Président de la Coalition nationale éducation pour tous (Cnept), Silèye Gorbal Sy invite les acteurs à consolider les acquis et à garantir une année scolaire stable. Dans cet entretien avec « Le Soleil », M. Sy estime que le dialogue social dans le secteur reste encore fragile.
Que retenez-vous de l’entame de l’année scolaire 2025-2026 ?
La rentrée scolaire s’est globalement bien déroulée, même si des défis persistent. Nous notons avec satisfaction la volonté du ministère de l’Éducation nationale d’assurer une ouverture effective des classes sur l’ensemble du territoire, dès les premières semaines. Cependant, les problèmes structurels demeurent. On peut citer notamment le déficit d’enseignants dans certaines zones rurales, celui des infrastructures encore insuffisantes ainsi que des conditions d’apprentissage parfois difficiles. L’effort de mobilisation de la communauté éducative reste donc essentiel pour consolider les acquis et garantir une année scolaire stable et réussie.
Le ministre de l’Éducation nationale a interdit l’usage du téléphone portable à l’école et a annoncé, dans la foulée, l’introduction de l’Intelligence artificielle (IA) dans les enseignements. Que pensez-vous de ces mesures ?
Ces deux mesures, bien que paraissant opposées, traduisent une même préoccupation : celle de protéger l’espace éducatif tout en le modernisant.
L’interdiction du téléphone portable à l’école peut se comprendre dans un souci de discipline et de lutte contre les dérives observées (cyberharcèlement, distraction, triche). Mais elle doit s’accompagner d’une éducation numérique, afin que les élèves apprennent à utiliser les technologies de manière responsable.
Quant à l’introduction de l’IA dans les enseignements, c’est une initiative à saluer. L’IA peut révolutionner les méthodes pédagogiques, personnaliser les apprentissages et améliorer le suivi des élèves. Cependant, il faut veiller à ce que cette innovation ne creuse les inégalités entre établissements.
À peine le démarrage des enseignements-apprentissages, des syndicats menacent d’aller en grève. Qu’en dites-vous ?
Cela montre que le dialogue social dans le secteur éducatif reste fragile. Les revendications syndicales sont souvent légitimes, car elles tournent essentiellement sur les conditions de travail, le respect des accords, la gestion des carrières. Il est important que le ministère privilégie une approche concertée et inclusive pour éviter les perturbations.
Votre structure est connue pour son engagement en faveur de l’alphabétisation qui reste le parent pauvre du système éducatif. Comment inverser cette donne ?

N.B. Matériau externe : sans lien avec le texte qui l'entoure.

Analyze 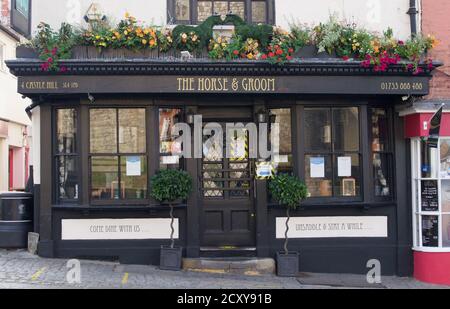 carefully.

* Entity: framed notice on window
[420,180,439,211]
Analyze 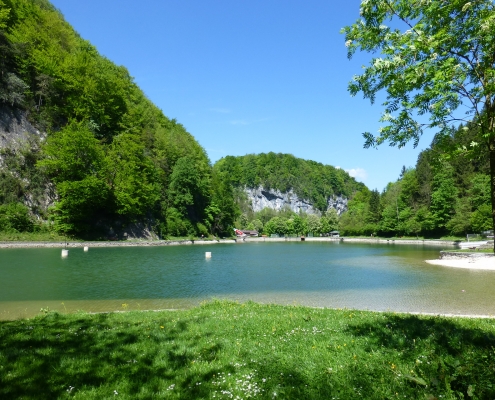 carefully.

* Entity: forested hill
[339,119,493,237]
[213,152,365,211]
[0,0,235,237]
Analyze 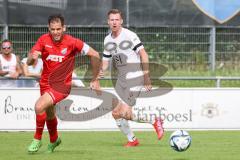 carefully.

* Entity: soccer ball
[170,130,192,152]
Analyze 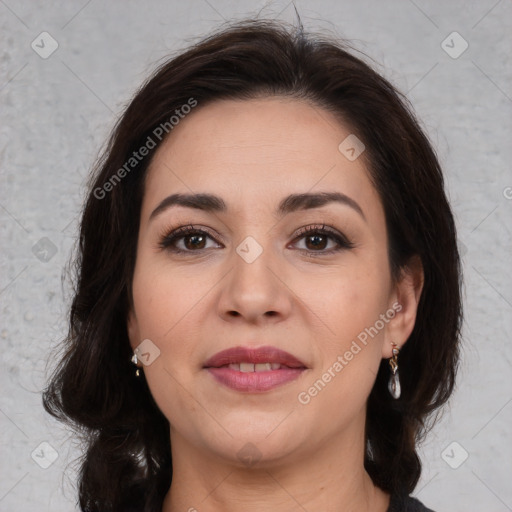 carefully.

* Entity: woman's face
[128,98,414,464]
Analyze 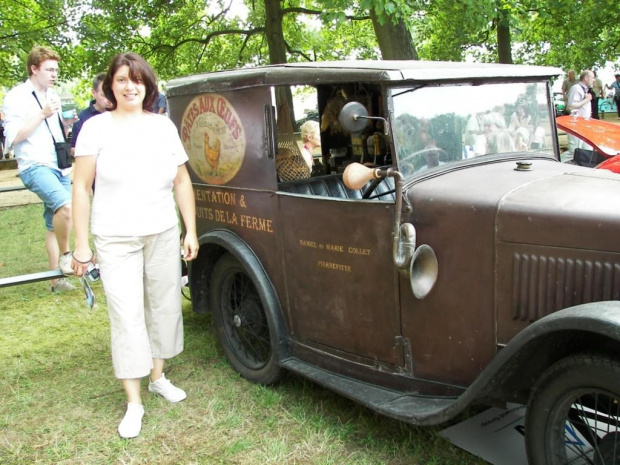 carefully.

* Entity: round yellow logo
[181,94,245,185]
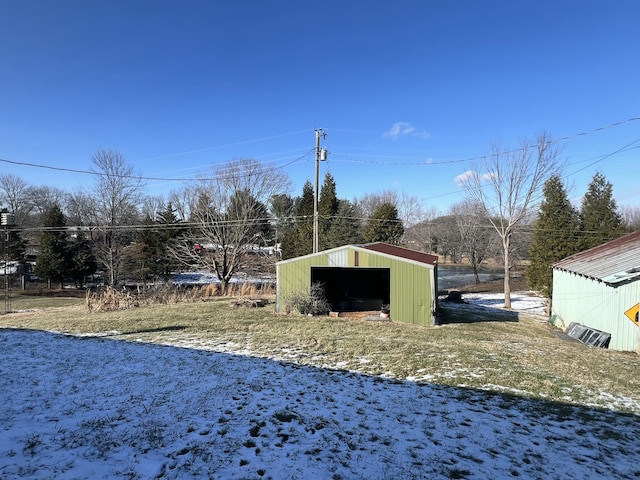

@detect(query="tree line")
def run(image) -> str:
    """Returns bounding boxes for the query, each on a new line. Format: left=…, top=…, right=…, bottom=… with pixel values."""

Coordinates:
left=0, top=150, right=404, bottom=288
left=0, top=145, right=640, bottom=297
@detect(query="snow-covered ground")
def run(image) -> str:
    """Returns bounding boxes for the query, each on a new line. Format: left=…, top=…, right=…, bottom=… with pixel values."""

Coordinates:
left=0, top=294, right=640, bottom=479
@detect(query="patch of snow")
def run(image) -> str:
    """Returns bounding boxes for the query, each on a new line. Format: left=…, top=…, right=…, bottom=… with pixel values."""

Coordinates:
left=0, top=329, right=640, bottom=479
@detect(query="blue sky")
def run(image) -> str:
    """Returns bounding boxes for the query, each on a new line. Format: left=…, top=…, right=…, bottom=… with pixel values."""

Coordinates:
left=0, top=0, right=640, bottom=211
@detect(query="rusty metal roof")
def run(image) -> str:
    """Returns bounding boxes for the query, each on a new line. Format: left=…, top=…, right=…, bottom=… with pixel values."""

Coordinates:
left=553, top=231, right=640, bottom=284
left=359, top=242, right=438, bottom=265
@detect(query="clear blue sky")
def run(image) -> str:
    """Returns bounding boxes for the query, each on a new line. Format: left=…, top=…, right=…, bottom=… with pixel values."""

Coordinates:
left=0, top=0, right=640, bottom=211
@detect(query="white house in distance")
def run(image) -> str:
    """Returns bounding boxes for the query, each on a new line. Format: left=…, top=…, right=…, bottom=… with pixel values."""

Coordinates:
left=551, top=231, right=640, bottom=351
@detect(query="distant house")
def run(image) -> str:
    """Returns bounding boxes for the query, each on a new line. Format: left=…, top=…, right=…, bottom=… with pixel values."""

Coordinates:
left=551, top=231, right=640, bottom=351
left=276, top=243, right=438, bottom=325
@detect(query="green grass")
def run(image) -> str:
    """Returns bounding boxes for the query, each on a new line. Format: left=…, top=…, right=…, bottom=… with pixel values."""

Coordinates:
left=0, top=297, right=640, bottom=410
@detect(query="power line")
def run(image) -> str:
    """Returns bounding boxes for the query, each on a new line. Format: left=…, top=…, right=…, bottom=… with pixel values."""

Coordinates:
left=0, top=149, right=314, bottom=182
left=0, top=116, right=640, bottom=182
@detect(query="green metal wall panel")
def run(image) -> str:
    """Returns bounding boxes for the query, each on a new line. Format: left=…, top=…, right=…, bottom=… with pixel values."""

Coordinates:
left=276, top=246, right=437, bottom=325
left=551, top=269, right=640, bottom=351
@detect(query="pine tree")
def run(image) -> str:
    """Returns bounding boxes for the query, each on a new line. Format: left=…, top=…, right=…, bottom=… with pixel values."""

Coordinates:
left=34, top=204, right=67, bottom=288
left=318, top=172, right=339, bottom=250
left=580, top=172, right=626, bottom=250
left=526, top=175, right=580, bottom=298
left=362, top=202, right=404, bottom=245
left=129, top=202, right=184, bottom=281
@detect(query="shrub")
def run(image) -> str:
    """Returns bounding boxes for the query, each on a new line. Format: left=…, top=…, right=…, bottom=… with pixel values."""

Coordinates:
left=286, top=283, right=331, bottom=316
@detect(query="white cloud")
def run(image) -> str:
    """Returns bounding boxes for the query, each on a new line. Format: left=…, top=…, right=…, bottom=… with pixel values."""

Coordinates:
left=453, top=170, right=494, bottom=187
left=453, top=170, right=476, bottom=187
left=382, top=122, right=431, bottom=140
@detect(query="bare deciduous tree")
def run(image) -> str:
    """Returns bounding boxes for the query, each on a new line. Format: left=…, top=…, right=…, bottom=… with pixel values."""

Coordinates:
left=85, top=150, right=144, bottom=285
left=458, top=133, right=562, bottom=308
left=449, top=200, right=497, bottom=283
left=171, top=159, right=289, bottom=290
left=0, top=174, right=33, bottom=225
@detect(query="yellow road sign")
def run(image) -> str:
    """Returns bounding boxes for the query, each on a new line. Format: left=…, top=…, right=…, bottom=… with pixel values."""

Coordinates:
left=624, top=303, right=640, bottom=325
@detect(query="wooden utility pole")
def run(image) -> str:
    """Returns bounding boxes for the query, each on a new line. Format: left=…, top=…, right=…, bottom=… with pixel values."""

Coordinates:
left=313, top=128, right=327, bottom=253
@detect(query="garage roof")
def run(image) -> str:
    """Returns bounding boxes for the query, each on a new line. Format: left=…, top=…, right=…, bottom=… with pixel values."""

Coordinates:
left=360, top=242, right=438, bottom=265
left=553, top=231, right=640, bottom=284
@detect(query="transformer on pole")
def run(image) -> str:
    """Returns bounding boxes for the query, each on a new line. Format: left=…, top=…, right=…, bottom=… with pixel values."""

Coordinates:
left=313, top=128, right=327, bottom=253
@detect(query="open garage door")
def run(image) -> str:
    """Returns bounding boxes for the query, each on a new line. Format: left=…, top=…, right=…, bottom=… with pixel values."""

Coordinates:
left=311, top=267, right=391, bottom=312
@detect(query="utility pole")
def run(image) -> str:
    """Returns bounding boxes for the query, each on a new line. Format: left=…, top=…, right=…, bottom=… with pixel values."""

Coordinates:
left=313, top=128, right=327, bottom=253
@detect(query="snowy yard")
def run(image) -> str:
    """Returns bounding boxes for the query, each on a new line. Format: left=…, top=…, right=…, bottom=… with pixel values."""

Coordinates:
left=0, top=294, right=640, bottom=479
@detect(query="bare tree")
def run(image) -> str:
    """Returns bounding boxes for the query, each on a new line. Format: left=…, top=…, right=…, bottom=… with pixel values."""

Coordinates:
left=171, top=159, right=289, bottom=290
left=0, top=173, right=33, bottom=225
left=140, top=195, right=167, bottom=222
left=85, top=150, right=144, bottom=285
left=458, top=133, right=562, bottom=308
left=403, top=207, right=439, bottom=253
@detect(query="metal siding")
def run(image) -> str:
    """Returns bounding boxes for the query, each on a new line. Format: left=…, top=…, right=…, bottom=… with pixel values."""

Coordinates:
left=360, top=252, right=432, bottom=326
left=552, top=269, right=640, bottom=350
left=276, top=246, right=435, bottom=326
left=328, top=248, right=349, bottom=267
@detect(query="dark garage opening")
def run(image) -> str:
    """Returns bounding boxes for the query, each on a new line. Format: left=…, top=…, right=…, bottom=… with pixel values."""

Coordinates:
left=311, top=267, right=391, bottom=312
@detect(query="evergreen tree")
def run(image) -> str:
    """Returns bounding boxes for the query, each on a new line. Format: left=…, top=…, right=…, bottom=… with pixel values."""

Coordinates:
left=34, top=204, right=67, bottom=288
left=526, top=175, right=580, bottom=298
left=134, top=202, right=184, bottom=281
left=269, top=193, right=295, bottom=248
left=318, top=172, right=339, bottom=250
left=580, top=172, right=626, bottom=250
left=362, top=202, right=404, bottom=245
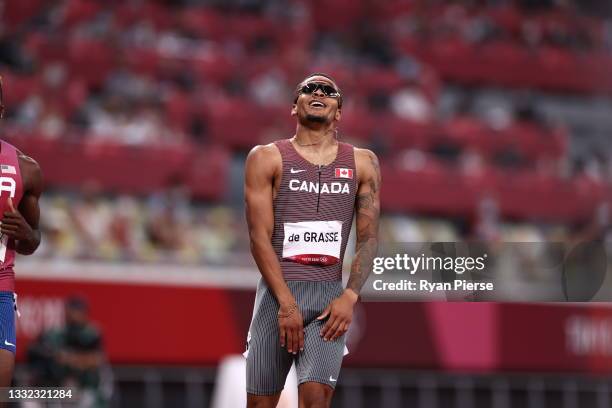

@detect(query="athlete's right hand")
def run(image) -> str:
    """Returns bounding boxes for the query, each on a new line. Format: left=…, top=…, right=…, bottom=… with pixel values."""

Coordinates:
left=278, top=302, right=304, bottom=354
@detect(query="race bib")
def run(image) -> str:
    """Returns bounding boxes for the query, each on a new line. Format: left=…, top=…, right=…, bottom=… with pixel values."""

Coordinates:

Effectivement, l’alphabétisation demeure un maillon faible. Pour inverser la tendance, il faut un changement de paradigme. Il s’agit de considérer l’alphabétisation non comme un secteur marginal, mais comme un levier de développement économique, social et citoyen. Il faut augmenter les ressources allouées, former davantage de facilitateurs, valoriser les langues nationales et intégrer le sous-secteur dans les politiques locales. Notre structure œuvre, avec ses partenaires, pour une approche communautaire de l’éducation, où chaque adulte peut apprendre à lire, écrire et compter dans sa langue maternelle.
Pouvez-vous revenir sur les grands axes de votre engagement pour l’éducation et les défis à relever ?
Notre engagement s’inscrit dans la dynamique du Partenariat mondial pour l’éducation (Pme) et du mouvement Éducation 2030. Nous travaillons sur trois axes majeurs à savoir : Plaider pour un financement équitable et durable de l’éducation ; renforcer les capacités des organisations de la société civile afin qu’elles participent activement au suivi des politiques publiques en matière d’éducation et promouvoir l’inclusion et la qualité dans l’enseignement, en veillant à ce qu’aucun enfant, fille ou garçon, ne soit laissé de côté.
On parle de plus en plus de la refondation du système éducatif, d’une école plus ancrée dans nos traditions et alignée sur la Vision 2050. Qu’en pensez-vous ?
C’est une orientation pertinente. La refondation du système éducatif doit être l’occasion de repenser nos curricula, de reconnecter l’école avec les réalités socioculturelles, économiques et environnementales du pays. Une école ancrée dans les traditions, ce n’est pas un retour en arrière, mais une valorisation de nos savoirs endogènes : langues, histoire, valeurs civiques, entrepreneuriat local. L’alignement sur la Vision 2050 doit permettre d’anticiper les mutations technologiques et sociétales, en formant des citoyens compétents, responsables et ouverts sur le monde.